Our teeth are very important in everyday activities such as eating and speaking, as well as for our self-esteem and psychological well-being. There is relatively little known about human teeth. An important reason is that certain human dental stem cells, unlike those of rodents, are difficult to grow in the lab. That's why the KU Leuven team of Professor Hugo Vankelecom, in cooperation with UHasselt, developed a 3D research model with stem cells from the dental follicle, a membraneous tissue surrounding unerupted human teeth.

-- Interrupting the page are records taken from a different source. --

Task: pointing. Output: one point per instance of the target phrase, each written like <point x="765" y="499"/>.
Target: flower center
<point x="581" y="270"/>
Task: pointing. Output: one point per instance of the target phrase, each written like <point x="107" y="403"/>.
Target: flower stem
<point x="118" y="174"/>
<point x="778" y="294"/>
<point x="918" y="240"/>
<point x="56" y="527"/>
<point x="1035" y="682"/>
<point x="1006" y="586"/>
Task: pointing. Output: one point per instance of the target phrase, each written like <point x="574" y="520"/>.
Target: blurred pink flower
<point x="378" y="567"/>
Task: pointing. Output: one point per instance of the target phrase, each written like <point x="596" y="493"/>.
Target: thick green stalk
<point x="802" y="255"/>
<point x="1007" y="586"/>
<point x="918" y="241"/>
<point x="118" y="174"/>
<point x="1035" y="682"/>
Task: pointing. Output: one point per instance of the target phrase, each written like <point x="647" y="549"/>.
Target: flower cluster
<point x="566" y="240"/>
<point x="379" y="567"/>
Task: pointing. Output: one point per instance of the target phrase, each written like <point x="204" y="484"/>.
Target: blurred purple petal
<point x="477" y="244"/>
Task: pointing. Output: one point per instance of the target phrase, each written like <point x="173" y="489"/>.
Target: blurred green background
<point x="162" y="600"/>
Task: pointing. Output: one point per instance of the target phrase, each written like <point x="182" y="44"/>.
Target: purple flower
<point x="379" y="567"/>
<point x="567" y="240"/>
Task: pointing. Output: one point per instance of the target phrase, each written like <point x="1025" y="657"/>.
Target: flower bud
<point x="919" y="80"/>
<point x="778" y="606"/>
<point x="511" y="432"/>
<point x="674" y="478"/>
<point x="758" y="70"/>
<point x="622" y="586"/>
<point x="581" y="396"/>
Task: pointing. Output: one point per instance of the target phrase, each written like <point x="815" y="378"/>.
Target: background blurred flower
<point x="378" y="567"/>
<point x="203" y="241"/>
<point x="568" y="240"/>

The advantage of this type of 3D model is that it reliably reproduces the stem cells' original properties. We can recreate a small piece of our body in the lab, so to speak, and use it as a research model. By using dental stem cells, we can develop other dental cells with this model, such as ameloblasts that are responsible for enamel formation.
Professor Hugo Vankelecom
Natural tooth repair
Each day, our teeth are exposed to acids and sugars from food that can cause damage to our enamel. Enamel cannot regenerate, which makes an intervention by the dentist necessary. The latter has to fill the cavities with synthetic materials. "In our new model, we have managed to turn dental stem cells into ameloblasts that produce enamel components, which can eventually lead to biological enamel. That enamel could be used as a natural filling material to repair dental enamel", explains doctoral student Lara Hemeryck. In the future, these cells could be used to repair dental enamel naturally.
Impact in many sectors
The 3D cell model can have applications in other sectors as well. For example, it could help the food industry to examine the effect of particular food products on dental enamel, or toothpaste manufacturers to optimise protection and care. Furthermore, the new research model can be used to investigate the occurrence of different dental problems. "In addition, we want to combine this model with other types of dental stem cells to develop still other tooth structures, and eventually an entire biological tooth. Now, we focused on ameloblasts, but our new model clearly opens up various possibilities for further research and countless applications", concludes Professor Vankelecom.